I don't trust movie critics any farther than I can throw them.

> and that was why they
> preferred Shrek to Final Fantasy by a huge margin.

Do you actually have numbers on that?  What exactly are the margins of
Shrek's "success" and Final Fantasy's "failure?"  And what are the ongoing
margins as both titles move to DVD/VCR rental?

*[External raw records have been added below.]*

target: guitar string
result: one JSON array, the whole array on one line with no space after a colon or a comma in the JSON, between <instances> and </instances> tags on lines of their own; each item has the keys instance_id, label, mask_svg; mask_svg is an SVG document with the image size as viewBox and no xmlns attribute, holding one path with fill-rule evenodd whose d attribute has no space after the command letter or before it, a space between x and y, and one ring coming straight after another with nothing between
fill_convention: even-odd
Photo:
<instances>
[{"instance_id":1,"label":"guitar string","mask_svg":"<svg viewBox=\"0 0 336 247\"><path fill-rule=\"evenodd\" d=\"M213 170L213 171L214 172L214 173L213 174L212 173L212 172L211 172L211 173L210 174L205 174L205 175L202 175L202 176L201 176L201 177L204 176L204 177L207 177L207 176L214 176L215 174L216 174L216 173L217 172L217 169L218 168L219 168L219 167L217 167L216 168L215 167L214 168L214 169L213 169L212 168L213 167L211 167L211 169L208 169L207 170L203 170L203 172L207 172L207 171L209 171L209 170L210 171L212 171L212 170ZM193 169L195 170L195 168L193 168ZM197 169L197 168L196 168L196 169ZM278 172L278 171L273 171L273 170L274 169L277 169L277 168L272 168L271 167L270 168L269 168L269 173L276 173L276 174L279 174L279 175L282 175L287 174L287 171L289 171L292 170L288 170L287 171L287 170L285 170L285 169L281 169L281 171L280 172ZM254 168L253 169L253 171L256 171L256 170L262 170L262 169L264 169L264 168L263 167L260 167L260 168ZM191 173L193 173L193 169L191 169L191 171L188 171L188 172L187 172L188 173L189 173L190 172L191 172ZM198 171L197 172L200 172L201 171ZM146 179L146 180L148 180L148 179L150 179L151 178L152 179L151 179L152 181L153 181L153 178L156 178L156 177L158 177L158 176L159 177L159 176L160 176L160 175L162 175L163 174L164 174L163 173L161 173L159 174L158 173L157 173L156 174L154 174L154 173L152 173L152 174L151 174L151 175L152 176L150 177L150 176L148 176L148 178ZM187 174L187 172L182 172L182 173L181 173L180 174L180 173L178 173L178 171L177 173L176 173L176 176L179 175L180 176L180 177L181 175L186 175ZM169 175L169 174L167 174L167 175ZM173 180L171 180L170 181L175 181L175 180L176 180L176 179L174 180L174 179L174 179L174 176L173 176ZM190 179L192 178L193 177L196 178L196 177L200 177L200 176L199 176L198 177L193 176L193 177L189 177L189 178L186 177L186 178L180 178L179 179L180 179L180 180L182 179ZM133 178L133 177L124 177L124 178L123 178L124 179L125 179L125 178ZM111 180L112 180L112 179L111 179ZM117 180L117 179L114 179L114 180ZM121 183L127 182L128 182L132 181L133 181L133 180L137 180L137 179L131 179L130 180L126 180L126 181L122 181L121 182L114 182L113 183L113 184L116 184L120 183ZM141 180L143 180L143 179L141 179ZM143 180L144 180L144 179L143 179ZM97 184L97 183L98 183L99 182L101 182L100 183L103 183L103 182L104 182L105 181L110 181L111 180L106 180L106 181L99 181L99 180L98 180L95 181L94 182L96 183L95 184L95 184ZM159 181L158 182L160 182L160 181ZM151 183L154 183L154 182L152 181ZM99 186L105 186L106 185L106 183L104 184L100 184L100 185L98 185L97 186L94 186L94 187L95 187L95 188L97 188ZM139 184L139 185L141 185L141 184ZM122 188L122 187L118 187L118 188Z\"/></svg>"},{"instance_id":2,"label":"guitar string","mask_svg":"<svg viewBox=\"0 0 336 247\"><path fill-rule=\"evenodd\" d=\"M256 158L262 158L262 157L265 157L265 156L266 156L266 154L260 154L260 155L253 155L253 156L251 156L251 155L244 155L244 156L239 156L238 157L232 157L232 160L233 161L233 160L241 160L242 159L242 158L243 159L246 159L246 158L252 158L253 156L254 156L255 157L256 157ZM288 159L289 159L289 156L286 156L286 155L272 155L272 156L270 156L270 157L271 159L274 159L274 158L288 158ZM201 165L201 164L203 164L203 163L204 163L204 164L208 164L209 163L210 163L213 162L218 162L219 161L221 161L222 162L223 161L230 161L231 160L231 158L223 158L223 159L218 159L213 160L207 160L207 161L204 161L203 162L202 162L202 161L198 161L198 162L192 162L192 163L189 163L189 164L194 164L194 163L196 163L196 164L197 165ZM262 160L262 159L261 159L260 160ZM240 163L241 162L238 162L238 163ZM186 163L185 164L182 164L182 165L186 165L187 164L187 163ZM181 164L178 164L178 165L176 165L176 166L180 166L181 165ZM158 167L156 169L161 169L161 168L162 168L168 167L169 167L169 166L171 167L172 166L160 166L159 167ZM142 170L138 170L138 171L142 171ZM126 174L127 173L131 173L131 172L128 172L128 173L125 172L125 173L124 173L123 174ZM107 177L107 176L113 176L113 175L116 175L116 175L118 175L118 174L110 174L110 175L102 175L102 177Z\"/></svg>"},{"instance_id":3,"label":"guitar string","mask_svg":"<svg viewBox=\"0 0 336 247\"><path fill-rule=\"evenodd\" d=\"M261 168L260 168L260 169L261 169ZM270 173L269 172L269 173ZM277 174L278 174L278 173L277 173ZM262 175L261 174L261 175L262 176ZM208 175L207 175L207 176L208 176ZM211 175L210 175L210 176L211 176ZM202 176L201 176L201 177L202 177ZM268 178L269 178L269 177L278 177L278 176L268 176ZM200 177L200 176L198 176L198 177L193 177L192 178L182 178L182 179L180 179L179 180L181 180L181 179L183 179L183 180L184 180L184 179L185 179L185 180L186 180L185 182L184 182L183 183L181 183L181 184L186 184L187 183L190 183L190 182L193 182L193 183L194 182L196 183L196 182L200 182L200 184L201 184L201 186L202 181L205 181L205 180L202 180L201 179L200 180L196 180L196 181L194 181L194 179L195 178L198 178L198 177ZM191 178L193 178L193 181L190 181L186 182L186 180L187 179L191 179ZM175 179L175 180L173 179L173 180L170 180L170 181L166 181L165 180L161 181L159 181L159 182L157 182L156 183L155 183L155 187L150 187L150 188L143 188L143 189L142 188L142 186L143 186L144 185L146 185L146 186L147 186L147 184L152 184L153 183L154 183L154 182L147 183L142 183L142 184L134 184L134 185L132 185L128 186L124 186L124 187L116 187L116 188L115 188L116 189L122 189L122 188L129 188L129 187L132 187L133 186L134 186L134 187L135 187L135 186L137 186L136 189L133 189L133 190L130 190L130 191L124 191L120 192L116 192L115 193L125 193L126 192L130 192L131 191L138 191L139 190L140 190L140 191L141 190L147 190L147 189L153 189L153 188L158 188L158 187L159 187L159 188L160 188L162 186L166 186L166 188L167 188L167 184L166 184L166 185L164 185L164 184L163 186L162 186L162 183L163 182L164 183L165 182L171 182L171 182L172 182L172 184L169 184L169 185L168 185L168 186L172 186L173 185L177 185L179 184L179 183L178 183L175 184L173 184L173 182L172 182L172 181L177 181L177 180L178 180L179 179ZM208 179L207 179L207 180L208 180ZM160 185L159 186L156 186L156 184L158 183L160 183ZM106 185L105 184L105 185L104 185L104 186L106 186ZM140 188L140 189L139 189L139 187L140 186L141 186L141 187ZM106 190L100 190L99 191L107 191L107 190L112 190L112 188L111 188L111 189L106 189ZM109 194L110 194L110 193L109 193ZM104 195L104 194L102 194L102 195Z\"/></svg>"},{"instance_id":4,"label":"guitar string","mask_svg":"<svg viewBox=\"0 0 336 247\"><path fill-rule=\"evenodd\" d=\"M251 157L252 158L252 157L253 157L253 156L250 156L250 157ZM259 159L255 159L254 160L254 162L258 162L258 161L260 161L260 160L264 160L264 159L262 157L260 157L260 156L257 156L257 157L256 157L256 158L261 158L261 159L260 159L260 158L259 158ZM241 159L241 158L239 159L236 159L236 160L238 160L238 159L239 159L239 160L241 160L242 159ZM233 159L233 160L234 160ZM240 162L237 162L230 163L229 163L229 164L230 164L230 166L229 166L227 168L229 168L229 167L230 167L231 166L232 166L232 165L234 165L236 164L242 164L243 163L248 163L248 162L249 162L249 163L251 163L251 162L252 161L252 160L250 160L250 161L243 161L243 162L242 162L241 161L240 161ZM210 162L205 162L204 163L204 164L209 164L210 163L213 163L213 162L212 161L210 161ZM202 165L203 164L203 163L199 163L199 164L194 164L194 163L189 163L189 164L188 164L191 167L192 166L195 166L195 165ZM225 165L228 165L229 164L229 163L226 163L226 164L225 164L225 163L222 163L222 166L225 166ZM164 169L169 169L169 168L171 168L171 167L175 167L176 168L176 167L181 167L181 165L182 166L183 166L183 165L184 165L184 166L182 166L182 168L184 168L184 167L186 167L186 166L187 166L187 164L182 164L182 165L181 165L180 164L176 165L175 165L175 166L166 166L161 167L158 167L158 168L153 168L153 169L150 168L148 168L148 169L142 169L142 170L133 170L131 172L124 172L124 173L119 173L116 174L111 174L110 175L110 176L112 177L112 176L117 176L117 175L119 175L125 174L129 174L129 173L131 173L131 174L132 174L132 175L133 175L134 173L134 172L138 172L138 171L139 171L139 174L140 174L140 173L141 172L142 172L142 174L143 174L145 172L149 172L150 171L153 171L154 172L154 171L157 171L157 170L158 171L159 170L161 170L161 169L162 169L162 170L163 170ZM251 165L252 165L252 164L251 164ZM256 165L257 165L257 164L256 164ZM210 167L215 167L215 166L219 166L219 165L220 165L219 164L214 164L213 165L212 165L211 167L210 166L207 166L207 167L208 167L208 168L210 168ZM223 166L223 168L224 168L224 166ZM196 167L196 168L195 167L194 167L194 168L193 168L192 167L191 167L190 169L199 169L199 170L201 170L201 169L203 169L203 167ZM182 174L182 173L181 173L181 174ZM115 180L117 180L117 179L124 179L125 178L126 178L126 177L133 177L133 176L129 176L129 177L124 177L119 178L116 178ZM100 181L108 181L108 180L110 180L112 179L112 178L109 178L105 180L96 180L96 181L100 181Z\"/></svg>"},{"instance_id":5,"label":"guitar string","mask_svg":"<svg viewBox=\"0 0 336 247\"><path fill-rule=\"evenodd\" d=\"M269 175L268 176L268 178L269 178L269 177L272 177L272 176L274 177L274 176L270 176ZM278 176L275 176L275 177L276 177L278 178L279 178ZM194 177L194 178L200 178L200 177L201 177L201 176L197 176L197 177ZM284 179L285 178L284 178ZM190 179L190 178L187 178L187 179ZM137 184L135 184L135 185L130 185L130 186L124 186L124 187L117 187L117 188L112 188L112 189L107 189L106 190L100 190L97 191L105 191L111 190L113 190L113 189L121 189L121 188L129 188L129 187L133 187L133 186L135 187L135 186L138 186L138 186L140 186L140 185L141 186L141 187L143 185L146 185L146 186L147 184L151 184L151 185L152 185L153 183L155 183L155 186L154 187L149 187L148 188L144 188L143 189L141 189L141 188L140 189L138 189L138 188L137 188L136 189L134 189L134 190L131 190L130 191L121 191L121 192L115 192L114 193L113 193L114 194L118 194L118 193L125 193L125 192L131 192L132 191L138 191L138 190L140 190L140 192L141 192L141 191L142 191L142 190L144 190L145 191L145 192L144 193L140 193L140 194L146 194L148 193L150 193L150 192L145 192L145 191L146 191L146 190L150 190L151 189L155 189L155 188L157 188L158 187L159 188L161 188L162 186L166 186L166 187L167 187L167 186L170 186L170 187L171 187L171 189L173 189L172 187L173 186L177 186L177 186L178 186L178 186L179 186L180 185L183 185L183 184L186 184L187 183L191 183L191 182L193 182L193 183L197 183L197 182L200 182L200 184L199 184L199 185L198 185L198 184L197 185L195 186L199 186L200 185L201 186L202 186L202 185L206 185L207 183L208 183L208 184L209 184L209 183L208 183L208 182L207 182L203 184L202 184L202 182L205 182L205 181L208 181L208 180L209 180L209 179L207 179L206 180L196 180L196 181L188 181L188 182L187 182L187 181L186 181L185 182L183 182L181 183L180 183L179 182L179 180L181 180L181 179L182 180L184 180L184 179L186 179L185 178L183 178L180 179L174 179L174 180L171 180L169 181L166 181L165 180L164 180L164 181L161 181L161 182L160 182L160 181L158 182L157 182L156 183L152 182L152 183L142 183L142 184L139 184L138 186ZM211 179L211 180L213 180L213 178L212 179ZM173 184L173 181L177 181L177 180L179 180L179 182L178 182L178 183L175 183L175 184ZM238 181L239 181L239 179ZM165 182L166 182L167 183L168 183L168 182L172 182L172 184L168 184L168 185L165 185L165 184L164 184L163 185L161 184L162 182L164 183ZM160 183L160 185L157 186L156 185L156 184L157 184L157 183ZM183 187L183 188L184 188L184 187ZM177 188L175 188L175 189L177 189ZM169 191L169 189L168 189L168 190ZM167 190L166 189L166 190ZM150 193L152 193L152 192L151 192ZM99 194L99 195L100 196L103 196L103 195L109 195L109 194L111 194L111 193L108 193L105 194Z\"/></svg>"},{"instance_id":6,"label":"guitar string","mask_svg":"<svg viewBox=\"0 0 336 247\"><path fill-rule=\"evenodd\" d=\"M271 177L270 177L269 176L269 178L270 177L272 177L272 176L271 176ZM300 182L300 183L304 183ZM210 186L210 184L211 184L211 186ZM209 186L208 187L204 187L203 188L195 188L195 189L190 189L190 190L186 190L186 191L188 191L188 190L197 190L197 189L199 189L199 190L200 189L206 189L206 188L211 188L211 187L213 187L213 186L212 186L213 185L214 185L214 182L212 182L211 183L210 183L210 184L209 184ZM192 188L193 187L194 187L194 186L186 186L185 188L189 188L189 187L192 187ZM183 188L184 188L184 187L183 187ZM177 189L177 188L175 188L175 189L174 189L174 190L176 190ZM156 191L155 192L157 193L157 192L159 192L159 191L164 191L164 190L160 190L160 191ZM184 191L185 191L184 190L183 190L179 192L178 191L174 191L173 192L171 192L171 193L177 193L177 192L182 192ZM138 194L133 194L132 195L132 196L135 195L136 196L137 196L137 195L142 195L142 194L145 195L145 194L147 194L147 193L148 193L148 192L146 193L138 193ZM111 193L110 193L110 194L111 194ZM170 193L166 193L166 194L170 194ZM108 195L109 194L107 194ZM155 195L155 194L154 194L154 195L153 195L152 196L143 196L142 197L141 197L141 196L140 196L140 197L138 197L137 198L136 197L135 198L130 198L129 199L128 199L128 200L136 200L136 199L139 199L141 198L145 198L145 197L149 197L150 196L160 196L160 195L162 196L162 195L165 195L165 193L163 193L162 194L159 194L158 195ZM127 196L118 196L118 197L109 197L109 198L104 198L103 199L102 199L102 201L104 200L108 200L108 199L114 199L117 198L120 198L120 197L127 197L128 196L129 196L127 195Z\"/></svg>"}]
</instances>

> That's the lesson for us
> to learn here: we need the kind of story quality that's in Shrek, not the
> kind that's in Final Fantasy.

I'll say it again: story *quality* wasn't the issue in Final Fantasy.  I saw
it.  I'm a harsh judge of how stories are put together.  Quality was there,
and if the critics say it's a bad story, they are wrong/snobs.  It was the
story *type* that didn't appeal to the mass audience, if indeed the numbers
are as you say.  I am concerned that you may be projecting a few critical
opinions into sales data.

> Which explains why games don't sell to the masses. (You seem to be saying
> something similar.)

Right, I'm forcing a distinction between "quality" and "type."  FF was a
quality script.  For that matter, Heavy Metal 2000 was a quality script.
But I seriously doubt that that *type* of movie sold as much at the box
office as Shrek.  Although there's a possibility it may have, since the
original Heavy Metal has quite the cult following and they hadn't made
another movie out of that content in 20 years.  FF has a huge following in
the game world, it just remains to be seen if it translates into the movie
world.  One good marketing point about HM2000 is it has the reach of popular
music.  Same geeky stuff, but more accessible because people like bands like
Metallica and such.

> >The more I consider the problem, the more I'm inclined to think
> > that the general public is inherently stupid.
>
> If they're so stupid, what does that say about a game industry that can't
> figure out how to make products they'll buy?

"Can't" figure out isn't the problem.  *WON'T* figure it out is the
"problem."  For instance, I as a solo game designer am not about to invest
my own money in a project that isn't exactly what I want to make.  My
creative bent right now happens to be towards a 4X Turn Based Strategy
wargame of sci-fi planetary colonization, ala Sid Meyer's Alpha Centauri.
It is not and will never be a mainstream entertainment concept like "Shrek."
I may do something like that at some point in my career, but that time is
not now.  And before I do, the first cinematic title I do will probably be
"The Game Of Immortals," which is likely to be every bit as geeky as FF or
HM2000, if not cut from the same block.  Maybe there are ways to make
immortality and death more accessible to the general public, but it ain't no
Star Wars, and there ain't gonna be no friggin' Ewoks.

I heard that when Deer Hunter was all the rage, Activision wanted to clone
it.  But they couldn't get their own in-house developers to work on the
project, they refused to have anything to do with it.  So they had to hire
outside contractors.

Can one make money with Solitaire games?  Yes.  Am I going to waste my time
on that?  No.  I leave that job to people whose personal dispositions are
more amenable to it.


Cheers,                         www.3DProgrammer.com
Brandon Van Every               Seattle, WA

20% of the world is real.
80% is gobbledygook we make up inside our own heads.